Researchers from the Information Technology Laboratory at the National Institute of Standards and Technology (NIST), propose four traits that good, explainable AI systems should have. These principles are: explanation, meaningfulness, explanation accuracy, and knowledge limits.

Explanation: A system that delivers accompanying evidence or reasons for outcomes and processes. The degree of detail (sparse to extensive), the degree of interaction between the human and the machine (declarative, one-way, and two-way), and the format of the explanation visual, audio, verbal, etc. are all important considerations in the efficacy of explainable AI systems.  

Meaningfulness: A system that provides explanations that are understandable to the intended consumers. The document points out how meaningfulness itself can change as consumers gain experience with the system over time.

Explanation Accuracy: This requires staying true to the reason for generating a particular output or accurately reflecting the process of the system. 
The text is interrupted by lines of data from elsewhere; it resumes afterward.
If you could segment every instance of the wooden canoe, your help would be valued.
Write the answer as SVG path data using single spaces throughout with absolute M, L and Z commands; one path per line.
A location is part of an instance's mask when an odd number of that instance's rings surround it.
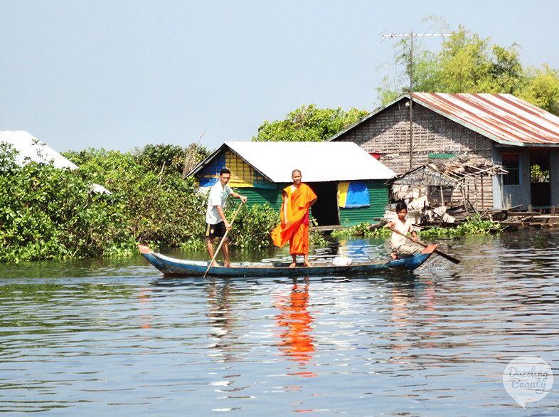
M 163 273 L 164 275 L 183 277 L 309 277 L 344 275 L 388 270 L 411 271 L 419 267 L 432 255 L 437 245 L 430 245 L 421 253 L 411 258 L 387 260 L 385 262 L 364 262 L 345 266 L 336 266 L 328 263 L 316 263 L 312 268 L 297 265 L 289 268 L 289 263 L 257 263 L 242 262 L 233 264 L 233 268 L 212 267 L 208 269 L 208 261 L 185 260 L 170 258 L 152 252 L 149 248 L 138 245 L 140 253 L 147 261 Z

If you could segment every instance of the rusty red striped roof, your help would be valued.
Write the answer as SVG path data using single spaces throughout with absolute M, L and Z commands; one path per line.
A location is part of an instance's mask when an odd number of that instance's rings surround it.
M 501 144 L 559 145 L 559 117 L 510 94 L 414 93 L 413 98 Z

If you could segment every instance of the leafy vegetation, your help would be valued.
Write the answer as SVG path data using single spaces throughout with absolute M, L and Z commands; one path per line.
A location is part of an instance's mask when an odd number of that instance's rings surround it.
M 284 120 L 271 123 L 265 120 L 252 141 L 322 142 L 367 114 L 367 111 L 356 108 L 345 112 L 340 107 L 319 109 L 316 105 L 302 105 Z
M 182 179 L 178 166 L 161 170 L 169 149 L 156 148 L 136 157 L 66 152 L 80 166 L 70 170 L 31 160 L 20 167 L 16 151 L 1 144 L 0 261 L 127 255 L 138 242 L 203 240 L 205 196 Z M 93 184 L 111 194 L 90 192 Z
M 410 41 L 395 45 L 395 60 L 403 70 L 395 80 L 385 77 L 377 88 L 385 105 L 410 90 Z M 425 51 L 413 41 L 412 84 L 423 93 L 512 94 L 554 115 L 559 115 L 559 72 L 546 63 L 523 66 L 520 46 L 491 43 L 463 26 L 444 38 L 438 54 Z
M 185 152 L 171 145 L 148 145 L 136 154 L 87 149 L 68 152 L 78 169 L 25 161 L 0 145 L 0 262 L 124 256 L 138 243 L 205 250 L 208 201 L 191 178 L 183 179 Z M 206 157 L 203 149 L 197 158 Z M 178 156 L 177 156 L 178 155 Z M 90 192 L 93 184 L 110 194 Z M 225 210 L 231 218 L 238 207 Z M 267 204 L 242 208 L 228 236 L 230 246 L 258 250 L 272 245 L 280 223 Z M 319 233 L 312 243 L 324 243 Z
M 363 222 L 352 227 L 344 228 L 341 231 L 334 231 L 332 237 L 363 236 L 365 237 L 385 237 L 388 238 L 392 233 L 390 229 L 379 227 L 369 230 L 371 223 Z M 501 232 L 505 230 L 504 226 L 500 223 L 494 223 L 489 220 L 484 220 L 479 215 L 472 216 L 466 221 L 456 226 L 456 227 L 432 227 L 417 232 L 420 236 L 455 236 L 473 234 L 486 234 L 489 233 Z

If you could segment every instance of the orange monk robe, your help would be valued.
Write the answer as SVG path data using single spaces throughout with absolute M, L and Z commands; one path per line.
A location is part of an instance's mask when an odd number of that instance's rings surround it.
M 289 242 L 289 253 L 305 255 L 309 253 L 309 208 L 316 194 L 306 184 L 301 184 L 292 193 L 291 186 L 283 189 L 287 194 L 287 219 L 283 204 L 280 217 L 282 223 L 272 232 L 274 245 L 282 248 Z M 287 224 L 286 224 L 287 223 Z

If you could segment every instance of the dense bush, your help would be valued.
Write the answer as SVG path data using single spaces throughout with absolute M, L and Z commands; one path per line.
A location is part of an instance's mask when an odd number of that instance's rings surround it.
M 151 155 L 153 149 L 150 149 Z M 0 261 L 127 255 L 137 243 L 203 239 L 206 201 L 181 173 L 145 157 L 104 149 L 67 152 L 79 169 L 25 161 L 0 147 Z M 90 192 L 99 184 L 110 194 Z
M 92 194 L 78 171 L 27 161 L 0 149 L 0 261 L 106 256 L 129 250 L 134 239 L 122 206 Z
M 193 179 L 182 179 L 184 152 L 192 148 L 68 152 L 64 156 L 79 167 L 71 170 L 30 160 L 20 167 L 16 152 L 1 146 L 0 262 L 129 255 L 139 243 L 206 250 L 208 194 L 198 191 Z M 207 154 L 201 152 L 195 160 Z M 90 192 L 94 184 L 110 194 Z M 239 204 L 230 197 L 228 218 Z M 267 204 L 244 206 L 228 234 L 230 246 L 270 246 L 279 223 Z M 321 240 L 321 234 L 312 234 L 311 243 Z

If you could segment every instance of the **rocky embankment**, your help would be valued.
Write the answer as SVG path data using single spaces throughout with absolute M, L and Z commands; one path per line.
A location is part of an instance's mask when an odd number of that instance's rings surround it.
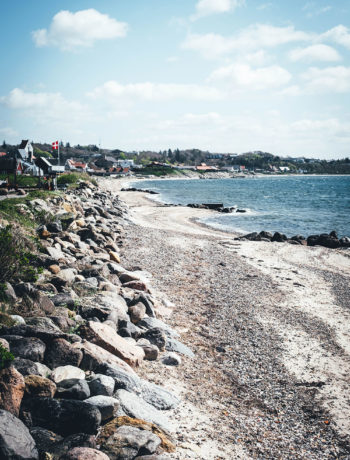
M 167 411 L 180 400 L 137 368 L 193 353 L 157 318 L 165 297 L 122 265 L 124 204 L 81 182 L 21 212 L 34 207 L 52 218 L 37 229 L 38 281 L 6 287 L 20 314 L 0 325 L 2 351 L 14 356 L 0 370 L 0 458 L 168 458 Z
M 302 244 L 305 246 L 324 246 L 329 249 L 338 248 L 350 248 L 350 238 L 344 236 L 338 238 L 335 231 L 328 233 L 321 233 L 320 235 L 310 235 L 305 238 L 302 235 L 295 235 L 288 238 L 284 233 L 280 232 L 266 232 L 261 231 L 260 233 L 253 232 L 247 235 L 239 236 L 236 238 L 238 241 L 249 240 L 249 241 L 266 241 L 266 242 L 277 242 L 277 243 L 289 243 L 289 244 Z

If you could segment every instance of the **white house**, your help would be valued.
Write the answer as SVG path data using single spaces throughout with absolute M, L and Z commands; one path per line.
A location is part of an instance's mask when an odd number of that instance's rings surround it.
M 18 147 L 18 153 L 20 160 L 31 163 L 33 161 L 34 154 L 32 143 L 29 142 L 29 140 L 22 140 L 20 146 Z

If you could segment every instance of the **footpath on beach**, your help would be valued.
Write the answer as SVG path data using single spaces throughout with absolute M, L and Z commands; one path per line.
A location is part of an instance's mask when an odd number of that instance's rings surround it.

Knowledge Limits: A system that only operates under conditions for which it has been designed and it has sufficient confidence in its output. “This principle can increase trust in a system by preventing misleading, dangerous, or unjust outputs.”

Why it matters: There are increased calls for explainable AI systems, either because of domain-specific regulatory requirements, such as in finance, or through broader incoming legislations that mandate trustworthy AI systems, part of which is explainability. There are many different techniques that can help to achieve explainability, but having a solid framework to assess various approaches and ensure comprehensiveness is going to be important to get users to trust these systems. More importantly, in cases where little guidance is provided by regulations and other requirements, such a framework provides adequate scaffolding to build confidence in one’s approach to designing, developing, and deploying explainable AI systems that achieve their goals of evoking trust in their users.      Read more: Draft NISTIR 8312 – Four Principles of Explainable Artificial Intelligence

####################################################

Tech Tales:

Generative Fear
[America, 2028]

It started with ten movie theatres, a captive audience, and a pile of money. That’s how the seeds of the Fear Model (FM) were laid.
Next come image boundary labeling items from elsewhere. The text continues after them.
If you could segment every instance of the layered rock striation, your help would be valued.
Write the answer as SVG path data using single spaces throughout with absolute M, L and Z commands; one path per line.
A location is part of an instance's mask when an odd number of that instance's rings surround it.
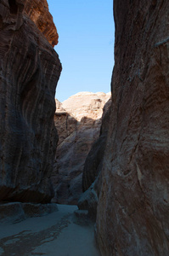
M 82 171 L 93 142 L 99 137 L 103 108 L 110 94 L 81 92 L 56 102 L 59 133 L 53 182 L 54 201 L 76 204 L 82 193 Z
M 102 255 L 169 253 L 169 2 L 115 0 L 96 234 Z
M 2 0 L 0 38 L 0 201 L 48 202 L 61 64 L 46 0 Z

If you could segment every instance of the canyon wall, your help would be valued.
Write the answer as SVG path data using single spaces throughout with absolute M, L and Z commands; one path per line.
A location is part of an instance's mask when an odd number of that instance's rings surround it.
M 0 38 L 0 201 L 48 202 L 61 64 L 47 1 L 2 0 Z
M 114 1 L 115 67 L 96 236 L 102 255 L 169 253 L 169 1 Z
M 92 144 L 99 137 L 103 108 L 110 93 L 77 93 L 63 103 L 56 101 L 59 134 L 52 177 L 54 201 L 76 204 L 82 193 L 82 172 Z

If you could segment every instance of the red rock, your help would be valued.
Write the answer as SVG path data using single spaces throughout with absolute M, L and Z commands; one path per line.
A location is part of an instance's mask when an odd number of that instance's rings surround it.
M 53 174 L 54 201 L 76 204 L 82 192 L 82 171 L 93 143 L 99 137 L 103 108 L 110 94 L 81 92 L 61 105 L 57 102 L 59 133 Z
M 102 255 L 169 253 L 169 2 L 115 0 L 112 106 L 97 240 Z
M 0 2 L 0 201 L 48 202 L 53 196 L 61 65 L 51 45 L 56 30 L 48 32 L 47 22 L 54 27 L 44 0 Z

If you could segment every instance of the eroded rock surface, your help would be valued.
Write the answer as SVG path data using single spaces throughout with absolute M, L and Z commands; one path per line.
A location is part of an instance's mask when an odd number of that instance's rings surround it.
M 169 253 L 169 2 L 115 0 L 112 106 L 98 207 L 102 255 Z
M 54 27 L 45 0 L 0 2 L 0 201 L 48 202 L 53 196 L 61 72 L 51 45 Z
M 81 92 L 61 105 L 57 102 L 54 123 L 59 140 L 52 177 L 54 201 L 77 203 L 82 192 L 84 162 L 99 137 L 103 108 L 110 97 L 110 93 Z

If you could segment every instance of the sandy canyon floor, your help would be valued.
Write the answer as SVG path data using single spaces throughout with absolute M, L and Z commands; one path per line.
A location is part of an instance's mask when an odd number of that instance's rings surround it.
M 75 206 L 51 214 L 0 224 L 0 255 L 99 256 L 93 224 L 79 223 Z

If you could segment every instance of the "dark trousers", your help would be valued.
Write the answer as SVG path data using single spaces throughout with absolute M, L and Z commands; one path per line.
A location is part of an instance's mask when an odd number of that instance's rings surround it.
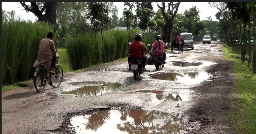
M 57 58 L 55 56 L 53 57 L 52 60 L 51 61 L 52 61 L 52 63 L 51 64 L 51 67 L 55 67 L 55 64 L 56 64 L 56 61 L 57 60 Z
M 164 52 L 164 53 L 163 54 L 163 60 L 164 61 L 165 61 L 166 59 L 166 54 Z
M 132 58 L 130 57 L 130 55 L 128 56 L 128 62 L 132 62 Z M 147 64 L 147 56 L 146 54 L 143 54 L 142 55 L 142 58 L 141 59 L 141 65 L 143 66 L 143 68 L 145 68 L 145 66 Z M 129 65 L 129 68 L 131 67 L 131 65 Z

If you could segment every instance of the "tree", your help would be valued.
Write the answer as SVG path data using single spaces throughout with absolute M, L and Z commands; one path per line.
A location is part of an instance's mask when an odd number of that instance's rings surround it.
M 138 26 L 145 30 L 148 28 L 150 21 L 153 16 L 154 11 L 151 2 L 136 2 L 137 9 L 135 11 L 139 18 Z
M 30 5 L 27 5 L 25 2 L 20 3 L 26 12 L 30 12 L 37 17 L 37 21 L 56 23 L 57 2 L 31 2 Z
M 181 3 L 178 2 L 175 4 L 173 3 L 168 3 L 168 8 L 167 12 L 165 10 L 165 4 L 164 2 L 162 3 L 161 7 L 159 5 L 158 2 L 157 2 L 156 3 L 157 4 L 157 7 L 161 10 L 163 16 L 166 22 L 163 29 L 164 32 L 163 40 L 165 42 L 170 42 L 173 21 L 177 13 L 179 6 Z M 174 12 L 174 9 L 175 10 Z
M 118 14 L 118 8 L 116 6 L 112 9 L 112 24 L 114 26 L 117 26 L 118 24 L 118 17 L 117 16 Z
M 137 26 L 137 20 L 136 16 L 132 13 L 132 8 L 135 7 L 133 3 L 125 2 L 124 5 L 129 7 L 129 9 L 124 8 L 123 12 L 123 18 L 124 23 L 124 26 L 127 30 L 131 28 L 136 28 Z
M 122 17 L 119 18 L 119 20 L 118 20 L 117 23 L 117 26 L 119 27 L 124 26 L 124 19 Z

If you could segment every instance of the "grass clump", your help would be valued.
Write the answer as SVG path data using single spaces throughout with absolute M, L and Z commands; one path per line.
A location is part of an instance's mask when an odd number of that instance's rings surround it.
M 236 130 L 244 134 L 256 132 L 256 75 L 252 73 L 252 67 L 242 63 L 234 56 L 239 56 L 228 51 L 229 47 L 223 46 L 225 59 L 234 63 L 237 81 L 233 93 L 236 97 L 232 100 L 235 109 L 229 114 Z

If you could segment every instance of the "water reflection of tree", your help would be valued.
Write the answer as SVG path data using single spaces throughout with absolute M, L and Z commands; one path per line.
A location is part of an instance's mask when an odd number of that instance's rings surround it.
M 197 77 L 199 74 L 199 73 L 185 73 L 184 75 L 188 75 L 191 78 L 191 79 L 194 79 Z
M 85 86 L 82 88 L 69 92 L 63 93 L 65 94 L 75 94 L 84 97 L 88 96 L 94 96 L 102 94 L 106 92 L 114 90 L 115 88 L 121 87 L 122 85 L 115 84 L 104 85 L 100 86 Z
M 166 99 L 164 100 L 164 101 L 167 101 L 168 100 L 171 100 L 173 101 L 177 101 L 179 100 L 179 99 L 180 99 L 180 100 L 182 100 L 180 96 L 180 95 L 178 94 L 176 94 L 176 98 L 174 98 L 173 97 L 173 96 L 172 94 L 171 93 L 169 94 L 169 95 L 166 96 Z
M 103 111 L 89 115 L 88 122 L 84 124 L 86 126 L 85 129 L 96 131 L 98 128 L 103 125 L 105 120 L 109 119 L 110 114 L 109 111 Z
M 123 115 L 120 118 L 124 119 L 126 118 L 124 117 L 128 115 L 129 111 L 123 110 L 120 112 Z M 135 125 L 133 122 L 127 121 L 124 123 L 123 125 L 117 124 L 117 127 L 129 134 L 169 134 L 182 130 L 181 127 L 185 125 L 186 122 L 182 119 L 183 116 L 180 118 L 179 115 L 179 114 L 169 114 L 157 111 L 146 112 L 141 118 L 140 125 Z M 160 124 L 154 124 L 153 121 L 156 119 L 163 120 L 164 124 L 160 126 Z

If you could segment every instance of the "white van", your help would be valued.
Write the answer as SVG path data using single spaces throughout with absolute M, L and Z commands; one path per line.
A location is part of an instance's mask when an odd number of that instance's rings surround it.
M 183 48 L 191 48 L 192 50 L 194 49 L 194 41 L 193 38 L 194 36 L 190 33 L 182 33 L 181 34 L 182 38 L 185 42 Z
Each member of the audience was paid about double the minimum wage and, in exchange, was wired up with pulse sensors and the cinema screen was ringed by cameras, which were all trained on the pupils of the audience members. In this way, the Fear Model developers could build a dataset that linked indications of mental and psychological distress in the audience with moments transpiring onscreen in a variety of different films.
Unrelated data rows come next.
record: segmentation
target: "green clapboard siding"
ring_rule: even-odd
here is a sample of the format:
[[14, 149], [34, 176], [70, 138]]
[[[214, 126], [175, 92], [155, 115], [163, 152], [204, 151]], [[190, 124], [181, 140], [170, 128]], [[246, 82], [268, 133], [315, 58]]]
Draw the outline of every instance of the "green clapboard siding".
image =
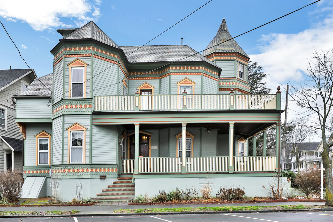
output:
[[68, 131], [66, 128], [77, 122], [87, 128], [86, 130], [86, 163], [89, 163], [89, 137], [90, 129], [90, 116], [89, 115], [71, 115], [65, 116], [65, 126], [64, 127], [64, 162], [67, 163], [68, 156]]
[[191, 80], [195, 83], [194, 85], [194, 94], [201, 94], [201, 76], [171, 76], [171, 92], [170, 94], [176, 94], [178, 92], [177, 83], [180, 80], [187, 77], [187, 79]]
[[[217, 94], [218, 93], [218, 81], [204, 76], [202, 77], [202, 94]], [[195, 90], [196, 91], [196, 89]]]
[[117, 163], [117, 126], [93, 125], [92, 129], [92, 163]]
[[216, 156], [217, 153], [217, 143], [216, 140], [217, 131], [213, 130], [209, 134], [205, 131], [206, 128], [202, 129], [202, 135], [201, 156]]
[[[53, 149], [52, 153], [53, 164], [62, 163], [62, 155], [63, 116], [53, 119], [53, 135], [52, 135]], [[67, 162], [66, 162], [66, 163]]]
[[52, 97], [55, 104], [62, 98], [63, 87], [64, 60], [53, 67], [53, 89]]
[[51, 134], [52, 127], [50, 123], [27, 124], [25, 130], [25, 147], [24, 147], [25, 165], [35, 166], [36, 165], [36, 137], [35, 135], [42, 130]]
[[218, 146], [217, 155], [219, 156], [228, 156], [229, 134], [219, 134], [217, 139]]
[[[233, 77], [235, 73], [235, 62], [233, 60], [215, 60], [216, 65], [222, 69], [221, 72], [221, 78]], [[238, 69], [238, 64], [236, 66]]]
[[47, 106], [49, 98], [18, 99], [17, 118], [51, 118], [52, 106]]
[[169, 94], [169, 81], [170, 76], [161, 79], [161, 95], [166, 95]]
[[[90, 62], [91, 61], [91, 58], [90, 57], [78, 57], [79, 59], [81, 60], [82, 60], [83, 62], [85, 62], [86, 63], [88, 64], [88, 65], [87, 67], [87, 73], [86, 74], [86, 78], [87, 80], [88, 80], [90, 78], [91, 76], [90, 75]], [[69, 93], [68, 92], [68, 87], [69, 86], [69, 69], [68, 66], [67, 65], [67, 64], [71, 62], [73, 60], [76, 59], [76, 58], [73, 58], [73, 57], [68, 57], [67, 58], [65, 58], [65, 63], [66, 65], [65, 65], [65, 73], [66, 74], [66, 76], [65, 76], [65, 98], [68, 98], [68, 95]], [[95, 63], [94, 64], [95, 64]], [[95, 67], [95, 66], [96, 65], [94, 65], [94, 68]], [[98, 66], [98, 65], [97, 65]], [[95, 77], [94, 78], [94, 79], [95, 79]], [[89, 92], [90, 91], [90, 81], [87, 81], [86, 83], [86, 91]], [[87, 98], [89, 98], [90, 97], [90, 93], [88, 93], [86, 94]]]
[[[95, 76], [93, 79], [93, 87], [94, 90], [93, 92], [93, 95], [117, 95], [117, 85], [108, 86], [118, 82], [118, 65], [97, 58], [94, 58], [93, 59], [93, 74]], [[119, 81], [121, 80], [120, 78]], [[97, 89], [102, 87], [105, 88]]]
Ten movie theatres were rented, and they screened films for around 20 hours a day, every day, for a year. This generated a little over 70,000 hours of data over the course of the year – data which consisted of footage from films, paired with indications of when people were afraid, aroused, surprised, shocked, and so on. They then sub-sampled the ‘fear’ moments from this dataset, isolating the parts of the films which prompted the greatest degree of fear/horror/anxiety/shock.

With this dataset, they trained the Fear Model. It was a multimodal model, trained on audio, imagery, and also the aligned scripts from the films. Then, they used this model to ‘finetune’ other media they were producing, warping footage into more frightening directions, dosing sounds with additional screams, and adding little flourishes to scripts that seemed to help actors and directors wring more drama out of their material.

The Fear Model was subsequently licensed to a major media conglomerate, which is reported to be using it to adjust various sound, vision, and text installations throughout its theme parks.

Things that inspired this story: Generative adversarial networks; distillation; learning from human preferences; crowdwork; the ever-richer intersection of AI and entertainment.